Der schönste Konferenzort für Tageskonferenzen ist das Körberforum in Hamburg. Hier haben wir gemeinsam mit der Initiative Naturwissenschaft & Technik (NAT) viele neue Ideen zur Stärkung der Physik in der Schule entwickelt. Es entstand so unter anderem der Hamburger Kurs für Teilchenphysik (HST), das Format Forscherfragen, die Mädchenförderung mint:pink, der Zukunftsrat, ...
Die besten Fortbildungswochen habe ich im Physikzentrum in Bad Honnef erleben dürfen. Nicht nur, weil unser ältester Sohn hier während einer einwöchigen Lehrerfortbildung sein Experiment "erste Schritte ohne Festhalten" erfolgreich absolvierte, sondern wegen der hervorragenden Inhalte und der vielen intensiven Gespräche nach den Vorträgen auch bis spät in die Nacht hinein.

 

Welchen Bezug haben Sie zur DPG?

Die Tür in die DPG wurde durch eine Lehrerfortbildung im Physikzentrum geöffnet. In die aktive Rolle brachte mich dann mein damaliger Anleiter während meines Referendariates in Bad Saulgau, Herrn Rudolf Lehn. Inzwischen erstrecken sich die Aktivitäten von der AG-Schule, der Vernetzung im Bereich Physiklehrerausbildung über die Stützpunktarbeit für das GYPT, dem Vorstandsrat hin bis zur Begutachtung von Anträgen für Fortbildungen. Die Zeit ist und bleibt der begrenzende Faktor.

 

Warum sollten sich Physikerinnen und Physiker verstärkt in den politischen Diskurs bzw. Alltag einbringen?
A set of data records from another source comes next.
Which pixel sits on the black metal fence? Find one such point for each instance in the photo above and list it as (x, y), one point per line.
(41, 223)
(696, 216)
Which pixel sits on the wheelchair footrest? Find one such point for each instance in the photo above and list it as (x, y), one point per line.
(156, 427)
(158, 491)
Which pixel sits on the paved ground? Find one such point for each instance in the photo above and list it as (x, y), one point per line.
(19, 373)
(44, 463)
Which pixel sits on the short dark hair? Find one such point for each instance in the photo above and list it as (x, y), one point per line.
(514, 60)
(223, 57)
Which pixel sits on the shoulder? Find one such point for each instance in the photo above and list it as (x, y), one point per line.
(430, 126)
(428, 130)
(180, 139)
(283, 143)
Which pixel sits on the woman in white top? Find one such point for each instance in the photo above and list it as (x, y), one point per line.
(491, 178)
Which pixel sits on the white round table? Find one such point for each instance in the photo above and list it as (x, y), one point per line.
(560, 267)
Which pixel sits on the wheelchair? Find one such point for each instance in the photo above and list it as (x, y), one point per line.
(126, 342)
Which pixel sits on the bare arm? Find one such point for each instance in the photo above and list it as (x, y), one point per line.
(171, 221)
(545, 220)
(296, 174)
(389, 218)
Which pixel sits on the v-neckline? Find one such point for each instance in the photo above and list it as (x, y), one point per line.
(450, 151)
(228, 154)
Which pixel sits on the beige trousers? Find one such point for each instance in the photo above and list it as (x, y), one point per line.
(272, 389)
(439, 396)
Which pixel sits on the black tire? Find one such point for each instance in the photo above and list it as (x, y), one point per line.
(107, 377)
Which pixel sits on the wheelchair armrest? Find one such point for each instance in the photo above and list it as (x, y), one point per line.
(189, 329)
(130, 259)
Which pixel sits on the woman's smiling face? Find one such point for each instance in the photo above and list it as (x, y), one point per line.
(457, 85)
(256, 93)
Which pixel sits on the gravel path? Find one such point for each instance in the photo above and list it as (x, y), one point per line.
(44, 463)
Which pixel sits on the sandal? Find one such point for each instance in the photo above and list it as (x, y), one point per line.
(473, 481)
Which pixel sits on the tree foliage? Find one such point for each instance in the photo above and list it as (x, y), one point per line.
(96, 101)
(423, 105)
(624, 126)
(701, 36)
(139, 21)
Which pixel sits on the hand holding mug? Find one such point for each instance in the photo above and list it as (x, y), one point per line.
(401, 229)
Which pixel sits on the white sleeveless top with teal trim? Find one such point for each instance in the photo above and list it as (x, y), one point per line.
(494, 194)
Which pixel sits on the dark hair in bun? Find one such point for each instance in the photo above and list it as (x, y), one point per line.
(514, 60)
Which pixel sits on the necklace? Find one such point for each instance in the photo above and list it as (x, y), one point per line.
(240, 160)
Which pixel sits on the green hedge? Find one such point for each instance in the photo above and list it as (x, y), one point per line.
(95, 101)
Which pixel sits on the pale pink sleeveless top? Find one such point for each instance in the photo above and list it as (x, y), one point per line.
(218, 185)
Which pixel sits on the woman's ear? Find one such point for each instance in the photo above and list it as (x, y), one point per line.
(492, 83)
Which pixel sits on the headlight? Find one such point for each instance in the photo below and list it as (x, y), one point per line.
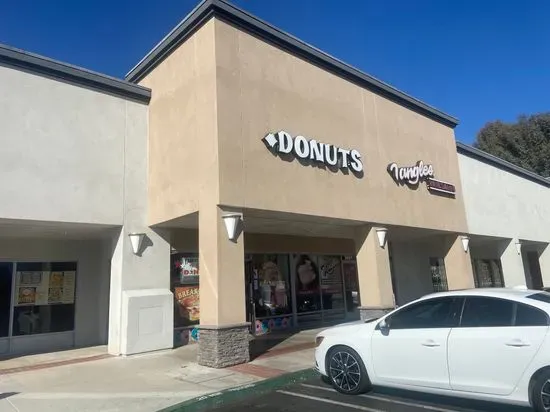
(319, 340)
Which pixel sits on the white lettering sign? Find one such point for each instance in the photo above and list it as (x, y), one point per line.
(411, 175)
(310, 149)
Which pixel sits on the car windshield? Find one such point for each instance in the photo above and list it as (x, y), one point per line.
(540, 296)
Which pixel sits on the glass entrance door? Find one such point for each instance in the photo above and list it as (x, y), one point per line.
(6, 289)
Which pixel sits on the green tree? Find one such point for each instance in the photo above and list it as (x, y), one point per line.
(525, 143)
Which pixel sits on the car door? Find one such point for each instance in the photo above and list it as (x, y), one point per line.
(495, 342)
(413, 349)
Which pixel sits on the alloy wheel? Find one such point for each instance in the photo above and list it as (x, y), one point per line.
(345, 371)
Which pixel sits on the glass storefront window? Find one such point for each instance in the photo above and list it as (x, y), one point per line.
(487, 273)
(330, 268)
(271, 285)
(439, 275)
(351, 281)
(6, 275)
(308, 294)
(44, 297)
(185, 286)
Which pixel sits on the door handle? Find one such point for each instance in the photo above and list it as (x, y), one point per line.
(517, 343)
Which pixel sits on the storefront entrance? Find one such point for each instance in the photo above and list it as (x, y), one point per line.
(289, 291)
(283, 292)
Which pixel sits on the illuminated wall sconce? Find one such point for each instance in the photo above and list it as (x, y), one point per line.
(137, 240)
(465, 243)
(382, 233)
(231, 221)
(518, 247)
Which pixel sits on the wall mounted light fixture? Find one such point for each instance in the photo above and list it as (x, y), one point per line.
(465, 243)
(231, 221)
(137, 240)
(382, 233)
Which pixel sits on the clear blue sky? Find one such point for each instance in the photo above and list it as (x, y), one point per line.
(478, 60)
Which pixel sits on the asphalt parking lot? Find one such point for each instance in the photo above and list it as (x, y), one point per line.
(316, 396)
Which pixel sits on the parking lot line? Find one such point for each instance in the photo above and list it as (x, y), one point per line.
(385, 399)
(315, 398)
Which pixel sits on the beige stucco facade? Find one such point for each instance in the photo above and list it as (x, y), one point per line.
(223, 90)
(228, 115)
(215, 98)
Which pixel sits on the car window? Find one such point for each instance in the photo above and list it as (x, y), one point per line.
(432, 313)
(487, 312)
(529, 316)
(540, 296)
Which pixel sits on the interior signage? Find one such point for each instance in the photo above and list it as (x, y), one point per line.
(413, 175)
(310, 149)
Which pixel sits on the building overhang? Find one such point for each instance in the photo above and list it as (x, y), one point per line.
(43, 66)
(248, 23)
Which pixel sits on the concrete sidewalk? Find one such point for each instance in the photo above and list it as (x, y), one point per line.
(89, 380)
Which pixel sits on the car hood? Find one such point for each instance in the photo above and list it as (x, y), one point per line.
(347, 328)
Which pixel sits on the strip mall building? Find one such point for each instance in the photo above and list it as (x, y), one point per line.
(238, 182)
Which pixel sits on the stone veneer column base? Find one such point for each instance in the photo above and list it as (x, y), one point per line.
(223, 346)
(373, 313)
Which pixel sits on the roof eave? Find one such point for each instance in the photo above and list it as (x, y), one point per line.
(43, 66)
(270, 34)
(485, 157)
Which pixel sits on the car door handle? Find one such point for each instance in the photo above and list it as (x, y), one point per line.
(517, 343)
(430, 343)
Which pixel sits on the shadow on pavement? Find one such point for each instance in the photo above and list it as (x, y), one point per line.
(260, 345)
(6, 395)
(451, 401)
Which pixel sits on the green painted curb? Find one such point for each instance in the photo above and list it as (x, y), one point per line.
(212, 400)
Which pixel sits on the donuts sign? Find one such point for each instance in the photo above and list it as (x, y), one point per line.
(314, 151)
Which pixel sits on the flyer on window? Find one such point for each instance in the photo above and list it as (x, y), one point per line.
(188, 303)
(31, 288)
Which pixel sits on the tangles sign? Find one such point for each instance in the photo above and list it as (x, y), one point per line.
(310, 149)
(413, 175)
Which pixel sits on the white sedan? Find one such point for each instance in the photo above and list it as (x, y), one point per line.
(485, 344)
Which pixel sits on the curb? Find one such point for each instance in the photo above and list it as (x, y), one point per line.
(212, 400)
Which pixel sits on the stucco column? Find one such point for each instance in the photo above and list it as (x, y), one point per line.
(224, 332)
(373, 266)
(544, 261)
(513, 270)
(458, 265)
(141, 308)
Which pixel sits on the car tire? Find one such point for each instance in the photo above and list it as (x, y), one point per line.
(541, 382)
(346, 371)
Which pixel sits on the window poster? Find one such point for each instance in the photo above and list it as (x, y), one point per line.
(188, 305)
(45, 288)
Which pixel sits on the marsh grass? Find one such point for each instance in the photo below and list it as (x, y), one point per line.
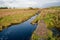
(51, 16)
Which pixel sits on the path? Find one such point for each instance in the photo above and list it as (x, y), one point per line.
(41, 30)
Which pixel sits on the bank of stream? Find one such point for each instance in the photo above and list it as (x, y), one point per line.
(21, 31)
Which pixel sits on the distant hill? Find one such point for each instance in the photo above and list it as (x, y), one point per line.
(51, 5)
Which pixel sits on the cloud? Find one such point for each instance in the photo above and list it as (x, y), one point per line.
(25, 3)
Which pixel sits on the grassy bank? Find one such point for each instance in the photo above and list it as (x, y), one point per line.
(14, 16)
(51, 16)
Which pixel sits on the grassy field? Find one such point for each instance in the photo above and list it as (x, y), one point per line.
(51, 16)
(14, 16)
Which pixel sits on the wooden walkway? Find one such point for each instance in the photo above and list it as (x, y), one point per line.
(41, 30)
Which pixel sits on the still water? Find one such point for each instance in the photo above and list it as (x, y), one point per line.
(21, 31)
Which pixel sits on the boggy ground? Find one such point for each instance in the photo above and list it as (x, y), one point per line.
(51, 17)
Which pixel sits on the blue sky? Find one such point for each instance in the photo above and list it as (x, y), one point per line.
(25, 3)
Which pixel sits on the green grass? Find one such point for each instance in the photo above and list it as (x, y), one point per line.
(51, 16)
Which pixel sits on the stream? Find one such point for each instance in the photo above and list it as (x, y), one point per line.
(21, 31)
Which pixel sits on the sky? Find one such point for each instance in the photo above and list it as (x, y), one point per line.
(25, 3)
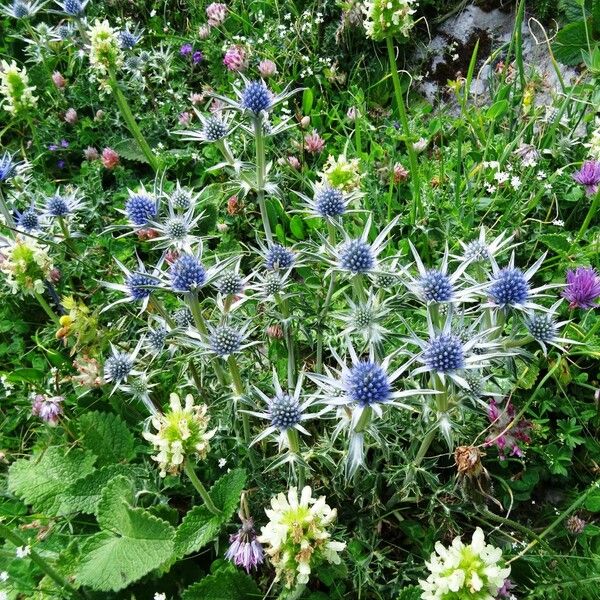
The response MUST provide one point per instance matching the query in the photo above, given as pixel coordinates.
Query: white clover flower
(105, 48)
(472, 572)
(14, 86)
(296, 535)
(384, 18)
(181, 431)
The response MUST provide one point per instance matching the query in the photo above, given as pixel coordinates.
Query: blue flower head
(140, 285)
(445, 354)
(284, 411)
(28, 220)
(187, 274)
(330, 202)
(509, 287)
(278, 257)
(356, 256)
(140, 208)
(256, 97)
(436, 286)
(57, 206)
(225, 340)
(368, 383)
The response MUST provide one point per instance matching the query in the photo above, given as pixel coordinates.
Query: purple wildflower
(505, 434)
(583, 288)
(48, 409)
(186, 50)
(589, 176)
(245, 550)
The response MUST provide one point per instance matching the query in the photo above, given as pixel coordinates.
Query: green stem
(194, 304)
(260, 177)
(39, 561)
(416, 208)
(47, 309)
(210, 505)
(131, 123)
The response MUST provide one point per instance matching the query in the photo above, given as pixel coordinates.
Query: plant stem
(194, 304)
(47, 309)
(131, 123)
(416, 208)
(210, 505)
(39, 561)
(260, 177)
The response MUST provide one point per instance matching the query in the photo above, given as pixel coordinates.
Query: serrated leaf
(199, 527)
(224, 585)
(84, 495)
(133, 542)
(107, 436)
(42, 480)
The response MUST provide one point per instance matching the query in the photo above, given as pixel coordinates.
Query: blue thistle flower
(356, 256)
(436, 286)
(278, 257)
(509, 287)
(256, 97)
(28, 220)
(140, 285)
(187, 274)
(368, 383)
(284, 411)
(140, 208)
(330, 202)
(444, 354)
(225, 340)
(117, 367)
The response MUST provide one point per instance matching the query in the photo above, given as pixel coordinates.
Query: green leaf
(133, 542)
(107, 436)
(556, 242)
(42, 479)
(84, 494)
(199, 527)
(223, 585)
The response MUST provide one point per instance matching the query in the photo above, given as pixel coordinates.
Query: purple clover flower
(503, 437)
(583, 288)
(589, 176)
(245, 550)
(48, 409)
(186, 50)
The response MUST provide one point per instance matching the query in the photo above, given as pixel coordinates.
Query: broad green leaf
(42, 479)
(133, 542)
(224, 585)
(107, 436)
(199, 527)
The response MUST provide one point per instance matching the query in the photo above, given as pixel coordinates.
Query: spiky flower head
(225, 340)
(14, 87)
(187, 274)
(278, 257)
(330, 202)
(105, 48)
(445, 353)
(583, 288)
(245, 550)
(230, 284)
(181, 432)
(385, 18)
(509, 287)
(140, 208)
(256, 97)
(341, 173)
(460, 572)
(27, 266)
(297, 538)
Die aktuelle Situation zeigt sehr gut, dass Wissen hilft, wenn es vermittelt werden kann. Wem könnte man blind vertrauend die Geschicke der Welt in die Hand legen? Es bleibt nur die Möglichkeit einer Demokratie, und diese muss auf Aufklärung setzen.
Dieses gilt vor allem im Bereich der Bildung. Eine Gesellschaft, die nur die Früchte der Wissenschaft ernten will und nicht "Ackerbau" betreiben möchte, muss Grundlagen importieren, anstatt für alle etwas anbieten zu können. Die Aufgaben der Politik lassen sich nicht aus dem Bauch heraus lösen. Physiker*innen sollten eine Interessenvertretung für freies Wissen sein.

 

Woran arbeiten Sie heute?

Heute arbeite ich an der Weiterentwicklung von Messanwendungen im Physikunterricht. Wenn man mit den Schülerinnen und Schülern Wettbewerbsaufgaben bearbeitet, wie beim GYPT, wird deutlich, welche Fähigkeiten benötigt werden. Es geht um Grundlagen wissenschaftlichen Arbeitens und darum, ein Bewusstsein zu schaffen, dass eine Ablesung an einem Messgerät noch lange kein belastbares Ergebnis ist. Ich versuche Freiräume in der Schule zu finden, zu schaffen und zu nutzen, um den Schülerinnen und Schülern hierfür Möglichkeiten der eigenen Erfahrung zu geben. Sie benötigen viele Grundlagen, Ideen von Konzepten, aber auch viel Zeit zum Ausprobieren. Gemäß einem Leitspruch von Maria Montessori: „Hilf mir, es selbst zu tun.“

 

Was Sie schon immer sagen wollten...

„Hilf mir, es selbst zu tun.“ Dieses ist ein Spagat zwischen finanziellen Randbedingungen, Zeitmangel und der ungleichen Motivation von zu großen Lerngruppen. Leider fehlt uns Personal. Wir brauchen kleinere Gruppen und mehr Fachpersonal, das sich um Ausbildung kümmert. Betreuung ersetzt keine Bildung.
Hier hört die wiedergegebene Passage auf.